Photo by Lindsay Henwood on Unsplash
The business was going backwards. Linda knew that they needed a new vision and strategy or they would not survive. She initially spent time listening to teams at all levels in the company, understanding their appetite for change. She outlined her view of the future if nothing changed. People began to see the case for a new vision and strategy. Linda and the leadership team created a bold new future for their organisation.
However, that was not the end of it. She had lived through too many vision and strategy statements that had been posted on the walls and did not go much further. She knew that there were conversations to start and conversations that no longer served them to end, if they were to successfully execute their vision and strategy. They started a conversation about being a cohesive team, to get the much-needed cooperation between the previously siloed groups in the organisation. Similarly, they decided to end conversations which did not support their new vision and strategy like, ‘the clients don’t value us.’
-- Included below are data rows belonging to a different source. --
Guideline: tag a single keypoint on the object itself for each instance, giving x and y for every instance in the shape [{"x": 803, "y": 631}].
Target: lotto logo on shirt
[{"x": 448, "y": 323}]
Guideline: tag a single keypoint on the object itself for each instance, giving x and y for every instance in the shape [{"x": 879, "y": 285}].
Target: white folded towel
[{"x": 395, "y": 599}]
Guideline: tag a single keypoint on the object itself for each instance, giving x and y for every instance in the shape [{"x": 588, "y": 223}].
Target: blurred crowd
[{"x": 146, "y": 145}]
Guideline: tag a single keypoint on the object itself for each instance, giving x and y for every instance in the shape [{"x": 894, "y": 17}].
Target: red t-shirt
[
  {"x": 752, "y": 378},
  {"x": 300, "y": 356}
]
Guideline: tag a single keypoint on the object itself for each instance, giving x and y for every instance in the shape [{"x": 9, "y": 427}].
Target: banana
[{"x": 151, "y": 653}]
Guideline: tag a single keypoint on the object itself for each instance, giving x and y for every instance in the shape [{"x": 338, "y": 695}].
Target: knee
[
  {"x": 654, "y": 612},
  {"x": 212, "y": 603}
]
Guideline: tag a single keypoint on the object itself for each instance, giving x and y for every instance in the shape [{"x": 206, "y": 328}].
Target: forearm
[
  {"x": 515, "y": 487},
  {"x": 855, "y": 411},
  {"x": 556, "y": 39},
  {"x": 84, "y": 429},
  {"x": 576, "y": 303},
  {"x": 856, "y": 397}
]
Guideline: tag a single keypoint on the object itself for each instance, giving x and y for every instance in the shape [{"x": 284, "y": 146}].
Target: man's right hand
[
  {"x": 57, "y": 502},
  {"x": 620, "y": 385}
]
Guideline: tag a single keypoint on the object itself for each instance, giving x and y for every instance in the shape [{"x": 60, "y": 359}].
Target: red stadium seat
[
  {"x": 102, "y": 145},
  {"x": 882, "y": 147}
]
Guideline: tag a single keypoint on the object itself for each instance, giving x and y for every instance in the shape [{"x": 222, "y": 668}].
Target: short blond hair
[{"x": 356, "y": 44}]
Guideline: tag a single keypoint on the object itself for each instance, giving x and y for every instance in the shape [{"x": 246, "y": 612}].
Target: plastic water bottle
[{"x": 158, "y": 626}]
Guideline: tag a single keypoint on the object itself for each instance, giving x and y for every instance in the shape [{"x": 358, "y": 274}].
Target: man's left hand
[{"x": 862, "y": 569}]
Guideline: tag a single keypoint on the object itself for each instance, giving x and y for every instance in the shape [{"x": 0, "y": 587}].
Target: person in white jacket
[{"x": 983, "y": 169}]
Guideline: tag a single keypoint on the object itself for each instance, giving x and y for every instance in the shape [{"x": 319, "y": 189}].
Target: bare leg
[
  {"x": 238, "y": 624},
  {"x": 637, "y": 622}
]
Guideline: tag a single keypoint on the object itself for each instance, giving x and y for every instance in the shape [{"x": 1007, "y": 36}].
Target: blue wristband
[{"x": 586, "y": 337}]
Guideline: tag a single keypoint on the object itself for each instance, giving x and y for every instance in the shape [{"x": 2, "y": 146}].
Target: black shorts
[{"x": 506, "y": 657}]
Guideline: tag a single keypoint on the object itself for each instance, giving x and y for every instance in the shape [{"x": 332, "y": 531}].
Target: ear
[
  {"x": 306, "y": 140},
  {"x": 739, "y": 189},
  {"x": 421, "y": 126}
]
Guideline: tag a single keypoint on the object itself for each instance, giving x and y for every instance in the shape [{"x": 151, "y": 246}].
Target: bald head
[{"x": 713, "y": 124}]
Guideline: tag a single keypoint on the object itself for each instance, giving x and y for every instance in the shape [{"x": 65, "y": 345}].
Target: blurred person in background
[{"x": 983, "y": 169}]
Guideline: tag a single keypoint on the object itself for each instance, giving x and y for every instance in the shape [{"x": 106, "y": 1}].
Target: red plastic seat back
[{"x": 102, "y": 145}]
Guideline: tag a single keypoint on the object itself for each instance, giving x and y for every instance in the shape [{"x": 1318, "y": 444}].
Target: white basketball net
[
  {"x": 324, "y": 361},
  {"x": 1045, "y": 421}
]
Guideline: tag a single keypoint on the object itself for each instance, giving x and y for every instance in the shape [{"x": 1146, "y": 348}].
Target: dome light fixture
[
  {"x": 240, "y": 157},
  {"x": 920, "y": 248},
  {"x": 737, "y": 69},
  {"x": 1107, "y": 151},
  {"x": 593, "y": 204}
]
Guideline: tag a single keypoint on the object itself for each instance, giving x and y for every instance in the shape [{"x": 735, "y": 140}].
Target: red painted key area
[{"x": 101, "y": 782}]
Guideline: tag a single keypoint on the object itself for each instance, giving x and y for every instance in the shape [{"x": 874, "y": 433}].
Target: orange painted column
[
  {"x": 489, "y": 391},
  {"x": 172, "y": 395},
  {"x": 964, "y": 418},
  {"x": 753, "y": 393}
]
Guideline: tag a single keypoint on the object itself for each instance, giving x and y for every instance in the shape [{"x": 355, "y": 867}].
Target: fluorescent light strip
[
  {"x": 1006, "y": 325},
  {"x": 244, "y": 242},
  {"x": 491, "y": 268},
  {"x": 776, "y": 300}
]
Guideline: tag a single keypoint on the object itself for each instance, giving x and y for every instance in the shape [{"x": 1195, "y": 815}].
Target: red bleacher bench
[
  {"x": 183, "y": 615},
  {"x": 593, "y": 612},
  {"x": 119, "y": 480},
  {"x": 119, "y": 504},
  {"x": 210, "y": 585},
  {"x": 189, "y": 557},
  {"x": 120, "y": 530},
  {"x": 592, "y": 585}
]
Linda was the first to acknowledge that a game-changing vision and strategy could not be achieved without elevating her own leadership. She ended the conversation that she was an impostor who did not have the capacity for a big game. It was a familiar story that she had told herself throughout her career whenever she took on a big new game. She started a new conversation about making a difference, something that reconnected her to a lifelong aim.
As a role model for taking her leadership to a new level, she could legitimately ask her leadership team to step their own leadership. They rose to the challenge and executed the bold vision and strategy.
Linda’s story illustrates the point that leadership and strategy go hand in hand. Just like in our personal life, we will not achieve our vision and strategy to get fit, unless we take action. In the book, Uncommon Leadership, the authors Phil Higson and Anthony Sturgess, suggest that “The two fields of strategy and leadership are often taught separately in our business schools, when in practice they should go hand-in-hand.” They add that, “Leadership is needed to bring vision, purpose and life to any strategic plan.”
Are you translating your vision and strategy into a leadership challenge?